The European Commission has said a new Executive Order from Donald Trump will not affect the EU-US Privacy Shield data sharing agreement, but claimed it is following developments across the Atlantic closely.
In one of his first acts as President, Trump signed the Enhancing Public Safety order – which is basically an attempt to crack down on illegal immigrants.
It states that privacy protections won’t be extended beyond US citizens or residents:
Agencies shall, to the extent consistent with applicable law, ensure that their privacy policies exclude persons who are not United States citizens or lawful permanent residents from the protections of the Privacy Act regarding personally identifiable information.
This raised fears that European citizens’ data stored by large US multinationals in America could be at risk from prying from agencies including the NSA and FBI.
After all, the very reason the original Safe Harbor agreement was torn up was that the EU Court of Justice ruled it didn’t adequately protect European consumers from the prying eyes of US spooks.
Jan-Philipp Albrecht, a German MEP and European Parliament rapporteur on the EU’s general data protection regulation, tweeted:
“If this is true @EU_Commission has to immediately suspend #PrivacyShield & sanction the US for breaking EU-US umbrella agreement.”
However, the European Commission has since responded with the following statement:
“The US Privacy Act has never offered data protection rights to Europeans. The Commission negotiated two additional instruments to ensure that EU citizens’ data is duly protected when transferred to the US:
The EU-US Privacy Shield, which does not rely on the protections under the US Privacy Act.

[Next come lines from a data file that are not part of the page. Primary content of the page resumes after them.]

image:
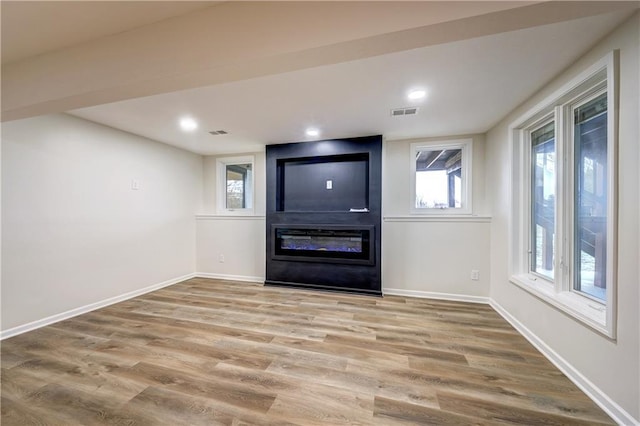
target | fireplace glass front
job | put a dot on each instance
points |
(314, 243)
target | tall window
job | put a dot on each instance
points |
(563, 221)
(235, 185)
(591, 201)
(441, 174)
(543, 199)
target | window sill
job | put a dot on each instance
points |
(438, 218)
(581, 308)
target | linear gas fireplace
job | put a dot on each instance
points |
(323, 243)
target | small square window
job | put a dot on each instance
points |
(235, 185)
(441, 175)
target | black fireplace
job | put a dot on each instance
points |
(324, 215)
(323, 243)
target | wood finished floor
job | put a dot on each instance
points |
(217, 352)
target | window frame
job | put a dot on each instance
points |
(221, 187)
(466, 146)
(599, 78)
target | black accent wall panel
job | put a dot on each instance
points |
(298, 195)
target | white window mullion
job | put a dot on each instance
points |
(565, 202)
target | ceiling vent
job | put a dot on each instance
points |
(396, 112)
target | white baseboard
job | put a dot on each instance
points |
(434, 295)
(4, 334)
(243, 278)
(609, 406)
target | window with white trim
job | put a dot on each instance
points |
(441, 174)
(563, 217)
(235, 185)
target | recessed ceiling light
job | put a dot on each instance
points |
(188, 124)
(415, 95)
(312, 132)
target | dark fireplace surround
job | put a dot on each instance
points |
(324, 214)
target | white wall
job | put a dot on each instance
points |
(239, 239)
(73, 230)
(612, 367)
(430, 256)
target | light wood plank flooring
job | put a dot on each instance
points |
(217, 352)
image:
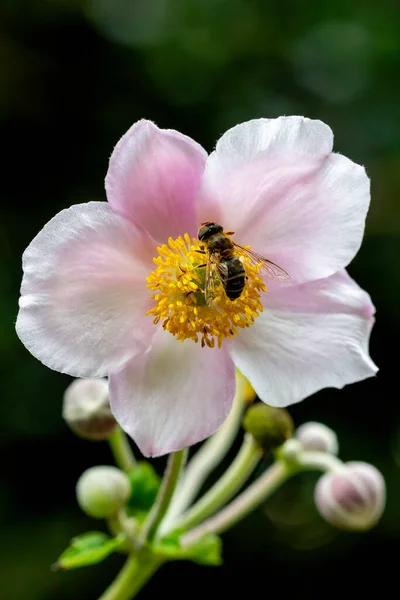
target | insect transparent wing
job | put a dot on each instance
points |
(267, 267)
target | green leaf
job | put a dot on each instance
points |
(206, 551)
(88, 549)
(145, 484)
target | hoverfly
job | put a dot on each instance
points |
(224, 263)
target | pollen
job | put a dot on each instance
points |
(178, 285)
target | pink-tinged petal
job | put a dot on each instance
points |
(279, 187)
(83, 295)
(309, 337)
(174, 396)
(153, 178)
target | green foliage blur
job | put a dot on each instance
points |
(74, 75)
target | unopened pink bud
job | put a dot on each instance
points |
(353, 498)
(317, 436)
(86, 409)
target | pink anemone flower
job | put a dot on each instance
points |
(117, 288)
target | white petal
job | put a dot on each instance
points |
(174, 395)
(309, 337)
(277, 185)
(83, 295)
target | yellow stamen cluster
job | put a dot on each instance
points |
(179, 282)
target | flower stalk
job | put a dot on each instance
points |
(211, 453)
(262, 489)
(174, 468)
(137, 570)
(229, 484)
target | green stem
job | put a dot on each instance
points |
(121, 450)
(244, 504)
(133, 576)
(229, 484)
(319, 461)
(175, 464)
(208, 456)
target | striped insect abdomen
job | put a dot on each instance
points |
(233, 277)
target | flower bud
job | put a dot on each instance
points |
(86, 409)
(101, 491)
(269, 426)
(353, 498)
(244, 389)
(316, 436)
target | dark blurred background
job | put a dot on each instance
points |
(74, 76)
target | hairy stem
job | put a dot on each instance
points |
(244, 504)
(209, 456)
(133, 576)
(175, 464)
(229, 484)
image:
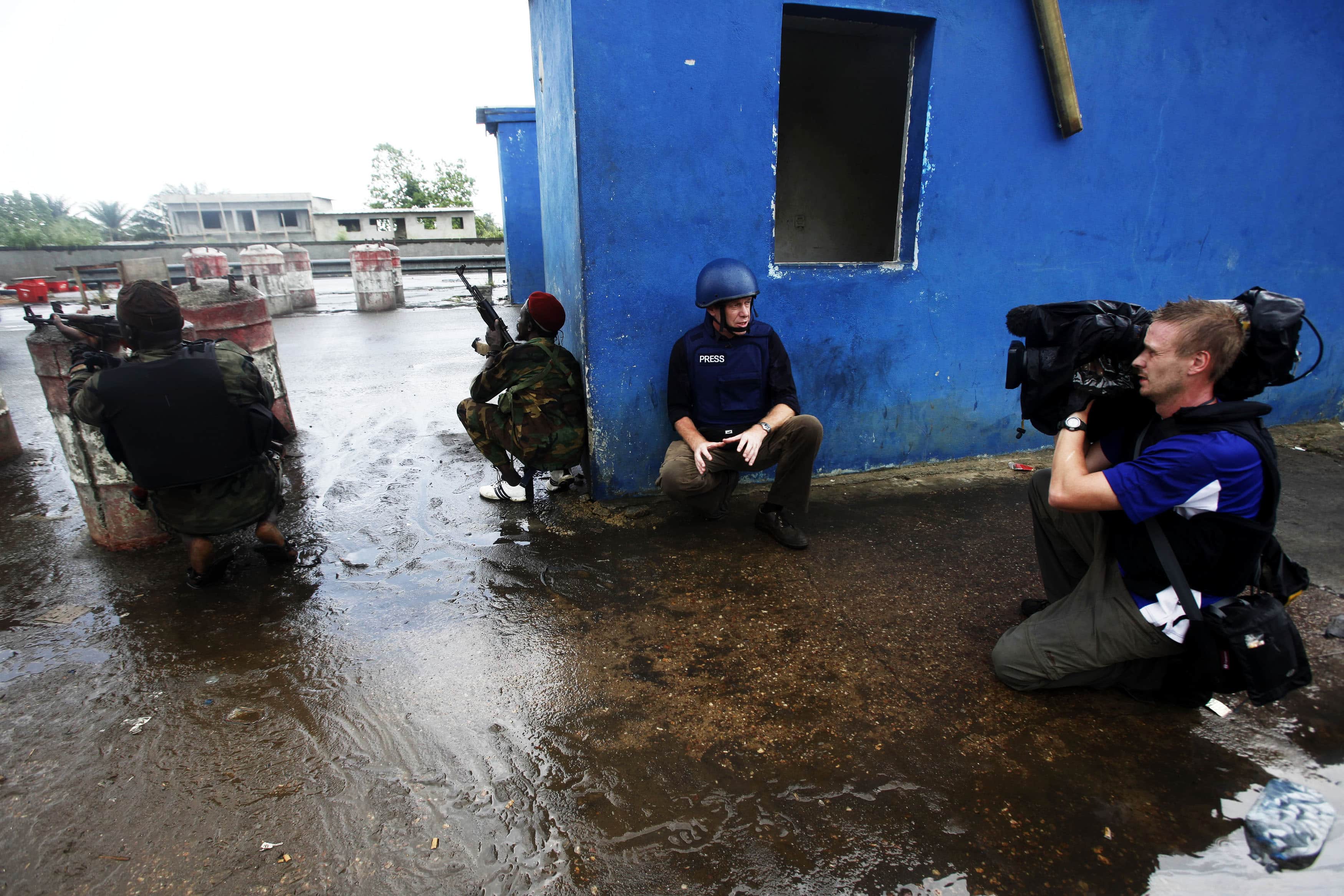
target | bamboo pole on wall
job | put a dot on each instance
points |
(1051, 29)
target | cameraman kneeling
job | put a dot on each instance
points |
(1206, 473)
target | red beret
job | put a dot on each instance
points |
(546, 311)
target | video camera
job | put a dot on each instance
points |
(1073, 353)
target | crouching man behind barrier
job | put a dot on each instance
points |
(541, 417)
(193, 424)
(734, 406)
(1199, 476)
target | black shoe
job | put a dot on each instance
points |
(780, 527)
(728, 487)
(276, 554)
(213, 574)
(1033, 606)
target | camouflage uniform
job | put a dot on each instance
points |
(218, 505)
(541, 417)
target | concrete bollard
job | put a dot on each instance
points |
(264, 268)
(238, 315)
(10, 447)
(299, 276)
(397, 275)
(204, 262)
(376, 281)
(103, 485)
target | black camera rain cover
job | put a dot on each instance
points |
(1271, 353)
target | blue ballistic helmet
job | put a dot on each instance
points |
(723, 280)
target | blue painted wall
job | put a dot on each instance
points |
(521, 184)
(557, 156)
(1209, 164)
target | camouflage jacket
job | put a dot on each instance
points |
(218, 505)
(542, 391)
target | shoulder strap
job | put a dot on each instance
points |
(1166, 555)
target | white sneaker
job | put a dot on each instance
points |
(502, 491)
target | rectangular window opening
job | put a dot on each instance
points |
(852, 108)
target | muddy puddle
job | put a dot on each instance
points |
(464, 698)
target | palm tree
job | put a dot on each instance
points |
(112, 217)
(60, 206)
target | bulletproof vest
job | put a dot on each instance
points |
(1218, 553)
(171, 422)
(729, 377)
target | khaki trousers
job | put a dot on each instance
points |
(1092, 634)
(792, 447)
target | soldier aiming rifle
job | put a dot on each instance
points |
(191, 421)
(541, 417)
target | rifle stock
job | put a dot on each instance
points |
(101, 327)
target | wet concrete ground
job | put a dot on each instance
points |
(583, 698)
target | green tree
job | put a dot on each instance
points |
(112, 217)
(400, 181)
(42, 221)
(150, 222)
(486, 226)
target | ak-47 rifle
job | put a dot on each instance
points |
(78, 327)
(487, 312)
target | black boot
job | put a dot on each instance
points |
(277, 554)
(213, 574)
(780, 527)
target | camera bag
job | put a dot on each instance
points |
(1248, 643)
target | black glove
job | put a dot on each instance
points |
(92, 361)
(495, 336)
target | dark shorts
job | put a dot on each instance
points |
(222, 505)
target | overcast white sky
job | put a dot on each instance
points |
(111, 101)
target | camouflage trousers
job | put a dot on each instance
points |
(495, 434)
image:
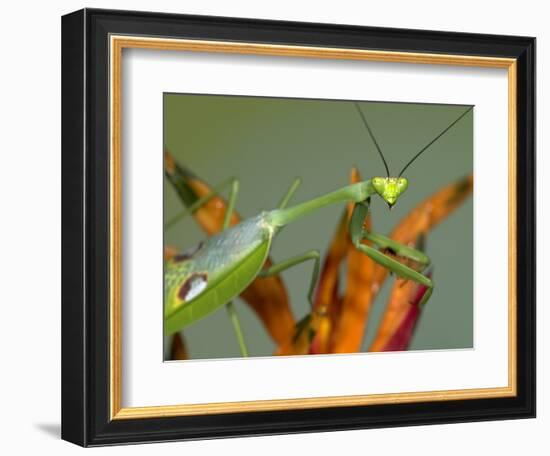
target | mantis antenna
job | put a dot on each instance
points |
(434, 140)
(373, 138)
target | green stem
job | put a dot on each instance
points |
(237, 327)
(355, 193)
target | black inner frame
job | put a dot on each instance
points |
(85, 224)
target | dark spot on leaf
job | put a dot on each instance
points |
(193, 286)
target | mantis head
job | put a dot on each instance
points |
(390, 188)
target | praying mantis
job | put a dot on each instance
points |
(201, 280)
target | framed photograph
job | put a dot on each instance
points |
(277, 227)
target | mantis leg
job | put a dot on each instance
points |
(289, 193)
(231, 311)
(233, 183)
(358, 233)
(310, 255)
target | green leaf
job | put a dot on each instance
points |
(220, 291)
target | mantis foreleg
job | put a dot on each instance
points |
(310, 255)
(358, 233)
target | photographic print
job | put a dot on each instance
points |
(311, 226)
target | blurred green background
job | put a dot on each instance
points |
(267, 142)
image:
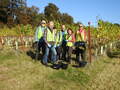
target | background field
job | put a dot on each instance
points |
(19, 72)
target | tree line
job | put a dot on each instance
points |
(14, 12)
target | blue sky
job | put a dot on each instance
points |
(85, 10)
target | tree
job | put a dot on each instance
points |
(66, 18)
(51, 12)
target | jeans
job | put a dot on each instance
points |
(53, 54)
(59, 52)
(40, 45)
(68, 53)
(80, 54)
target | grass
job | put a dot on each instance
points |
(19, 72)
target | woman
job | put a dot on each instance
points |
(70, 39)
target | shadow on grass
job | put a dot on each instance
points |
(71, 75)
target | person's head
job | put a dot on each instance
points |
(55, 30)
(69, 31)
(63, 27)
(80, 26)
(51, 24)
(43, 23)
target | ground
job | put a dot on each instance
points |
(18, 71)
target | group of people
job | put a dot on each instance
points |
(58, 44)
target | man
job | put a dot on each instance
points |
(80, 43)
(64, 33)
(70, 39)
(58, 44)
(39, 34)
(50, 44)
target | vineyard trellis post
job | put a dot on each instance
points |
(89, 42)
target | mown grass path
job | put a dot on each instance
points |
(19, 72)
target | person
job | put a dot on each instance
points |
(50, 44)
(70, 39)
(59, 44)
(64, 33)
(80, 43)
(39, 37)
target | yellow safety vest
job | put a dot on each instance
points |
(69, 37)
(50, 36)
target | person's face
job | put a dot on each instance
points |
(43, 24)
(63, 27)
(51, 24)
(81, 27)
(69, 32)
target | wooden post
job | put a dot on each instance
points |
(16, 45)
(89, 41)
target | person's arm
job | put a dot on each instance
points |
(73, 38)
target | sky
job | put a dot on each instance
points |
(84, 10)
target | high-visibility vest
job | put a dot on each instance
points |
(69, 37)
(40, 32)
(58, 38)
(50, 35)
(81, 36)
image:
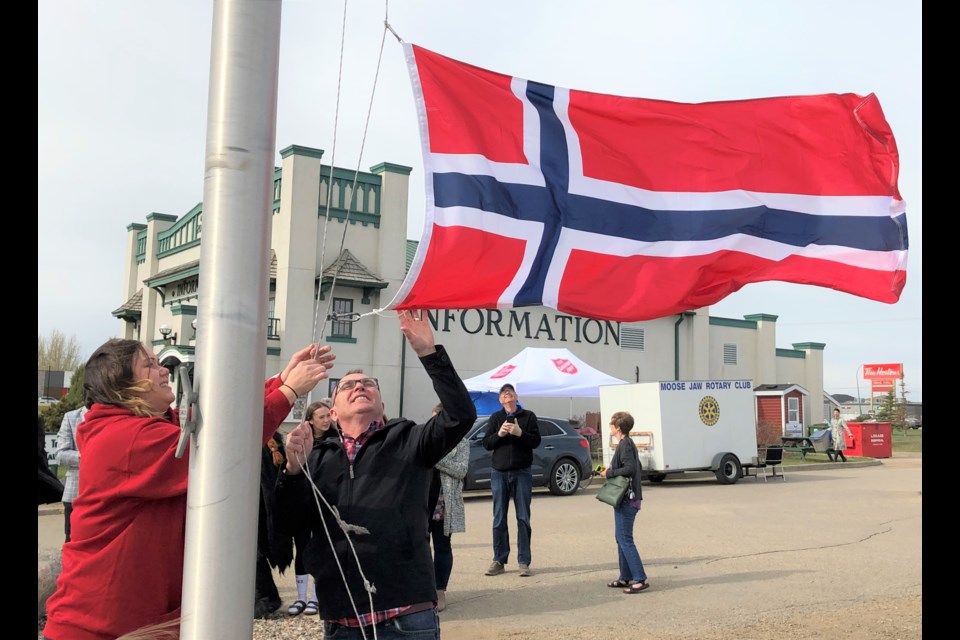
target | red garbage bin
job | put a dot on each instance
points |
(870, 440)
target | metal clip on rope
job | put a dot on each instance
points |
(189, 409)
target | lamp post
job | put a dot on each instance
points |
(857, 378)
(165, 331)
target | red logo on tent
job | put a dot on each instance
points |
(503, 372)
(564, 366)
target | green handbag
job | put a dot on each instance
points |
(613, 490)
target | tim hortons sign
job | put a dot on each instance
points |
(882, 371)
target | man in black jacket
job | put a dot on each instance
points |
(377, 475)
(512, 434)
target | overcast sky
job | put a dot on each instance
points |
(122, 95)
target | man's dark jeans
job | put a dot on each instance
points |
(516, 485)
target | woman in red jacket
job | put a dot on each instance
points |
(123, 567)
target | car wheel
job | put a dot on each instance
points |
(565, 478)
(729, 470)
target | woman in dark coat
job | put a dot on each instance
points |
(625, 462)
(274, 548)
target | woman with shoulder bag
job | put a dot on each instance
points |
(625, 462)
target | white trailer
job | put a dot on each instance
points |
(686, 425)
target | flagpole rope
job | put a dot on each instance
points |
(347, 529)
(318, 497)
(356, 175)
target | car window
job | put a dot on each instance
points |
(549, 428)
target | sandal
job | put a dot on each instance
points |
(637, 587)
(297, 608)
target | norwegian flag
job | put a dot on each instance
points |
(632, 209)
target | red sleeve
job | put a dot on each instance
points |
(148, 467)
(276, 407)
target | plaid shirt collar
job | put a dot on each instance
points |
(352, 445)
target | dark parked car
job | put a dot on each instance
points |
(562, 462)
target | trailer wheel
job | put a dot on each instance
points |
(564, 478)
(729, 470)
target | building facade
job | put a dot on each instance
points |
(339, 248)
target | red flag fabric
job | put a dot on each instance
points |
(631, 209)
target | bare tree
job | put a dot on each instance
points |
(57, 352)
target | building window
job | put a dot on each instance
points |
(340, 328)
(729, 353)
(631, 337)
(793, 409)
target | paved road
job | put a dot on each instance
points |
(822, 545)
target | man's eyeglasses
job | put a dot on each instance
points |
(367, 383)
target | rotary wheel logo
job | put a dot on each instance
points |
(709, 410)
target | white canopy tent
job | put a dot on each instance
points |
(553, 373)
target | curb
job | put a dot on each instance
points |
(50, 509)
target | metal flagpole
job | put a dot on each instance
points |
(222, 506)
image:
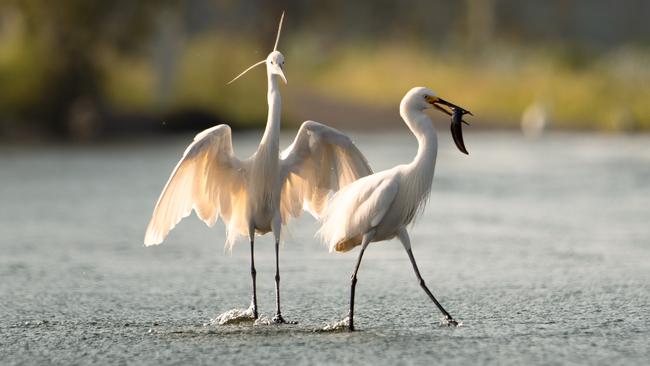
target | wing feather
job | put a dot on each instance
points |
(321, 160)
(207, 178)
(356, 209)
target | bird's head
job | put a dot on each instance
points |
(420, 98)
(275, 64)
(274, 61)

The EU-US Umbrella Agreement, which enters into force on 1 February. To finalize this agreement, the US Congress adopted a new law last year, the US Judicial Redress Act, which extends the benefits of the US Privacy Act to Europeans and gives them access to US courts.”
The Commission said it will “continue to monitor the implementation of both instruments,” and anything else which might affect Europeans’ data protection rights.
However, even if conflict is avoided this time around, the Trump administration’s ‘America First’ policies could yet jeopardize the data sharing agreement.